Blog: Taming Divergences in Stan Models


#1

So I am a bit nervous about this one. I tried to write a post I would have liked to read early in my love affair with Stan. I am compiling the strategies I have used to handle divergences and my understanding of what divergences are. But I am no expert yet and my calculus is rusty, so I am a bit out of my depth and I hope I didn’t write anything stupid. The post is aimed at people whose calculus is also rusty or with little exposure to calculus at all. All corrections welcome.

http://www.martinmodrak.cz/2018/02/19/taming-divergences-in-stan-models/


#2

Divergences are not discussed in the original NUTS paper. You’ll likely want to reference instead https://arxiv.org/abs/1701.02434 which has an extensive discussion of divergences and how they relate to the stability of numerical integrators and the geometry of the target distribution.


#3

Good point, reference added, thanks.


#4

This is an awesome overview. I wish it was around when I started struggling with divergences. One more piece of advice (but that would ruin the nice list of 10) would be to check for coding errors. From memory:

  • Leaving an unused unbounded parameter lingering around without a prior can lead to divergences.
  • Getting too early out of a loop: (for n in 1:K) instead of (for n in 1:N) with K < N leads to the same issue as above.
  • Stupid coding and algebra errors like a multiplication instead of addition, square root instead of square, exp instead of log, missing minus sign, can lead to numerical problems (overflow or Nan) and introduce identification problems.

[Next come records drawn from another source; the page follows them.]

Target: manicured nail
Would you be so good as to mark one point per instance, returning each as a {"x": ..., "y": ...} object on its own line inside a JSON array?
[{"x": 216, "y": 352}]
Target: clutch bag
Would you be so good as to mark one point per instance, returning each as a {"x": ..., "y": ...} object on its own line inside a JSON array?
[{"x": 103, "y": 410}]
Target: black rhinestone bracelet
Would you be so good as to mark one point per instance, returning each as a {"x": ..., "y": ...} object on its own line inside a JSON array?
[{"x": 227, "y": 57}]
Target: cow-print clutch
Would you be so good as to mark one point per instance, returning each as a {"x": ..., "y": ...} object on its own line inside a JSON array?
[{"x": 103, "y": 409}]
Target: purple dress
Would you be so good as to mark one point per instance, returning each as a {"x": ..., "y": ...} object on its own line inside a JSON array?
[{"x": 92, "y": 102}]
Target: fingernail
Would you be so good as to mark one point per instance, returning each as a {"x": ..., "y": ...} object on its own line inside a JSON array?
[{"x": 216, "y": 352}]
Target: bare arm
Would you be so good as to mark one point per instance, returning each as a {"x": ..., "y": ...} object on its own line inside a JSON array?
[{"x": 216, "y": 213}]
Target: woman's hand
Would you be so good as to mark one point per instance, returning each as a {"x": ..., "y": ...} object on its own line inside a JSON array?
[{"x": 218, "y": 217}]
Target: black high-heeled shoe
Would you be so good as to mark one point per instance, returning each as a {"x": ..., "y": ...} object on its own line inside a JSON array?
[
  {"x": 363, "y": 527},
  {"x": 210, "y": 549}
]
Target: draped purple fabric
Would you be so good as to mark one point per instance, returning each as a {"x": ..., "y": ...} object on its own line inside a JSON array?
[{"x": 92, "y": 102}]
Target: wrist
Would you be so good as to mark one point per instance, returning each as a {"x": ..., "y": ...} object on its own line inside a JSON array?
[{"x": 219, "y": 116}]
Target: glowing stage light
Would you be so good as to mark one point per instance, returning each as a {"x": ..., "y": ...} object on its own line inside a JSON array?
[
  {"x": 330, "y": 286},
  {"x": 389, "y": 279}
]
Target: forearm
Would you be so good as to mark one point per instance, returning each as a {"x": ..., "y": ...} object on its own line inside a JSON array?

I have spent some time looking for a statistical problem which was actually a coding/algebra problem.


#5

That has very much been my experience as well, but it didn’t occur to me to include it. Putting this as a proud #1 :-) - Thanks!


#6

Correct if I’m wrong, but you didn’t link to this earlier case study, https://betanalpha.github.io/assets/case_studies/divergences_and_bias.html, which discusses divergences in the context of hierarchical models and how to use their spatial distribution to investigate problems. Might also be a useful reference.


#7

I linked to it as an example for non-centered parametrization. I slightly changed the title of the link to make sure it advertises its content properly.


#8

Ah. Might be worth referencing the link in the context of (5) as well (7) as it demonstrates the use of pair plots to identify the source of divergences.


#9

Nice to see lots of accessible information about divergent transitions collected in one place!
Given that you were asking for feedback: I would put the simulation of data as one of the first three points (not #9). For me, having to simulate data nearly always leads to a better understanding of “real” data and helps to formulate better a better Stan model.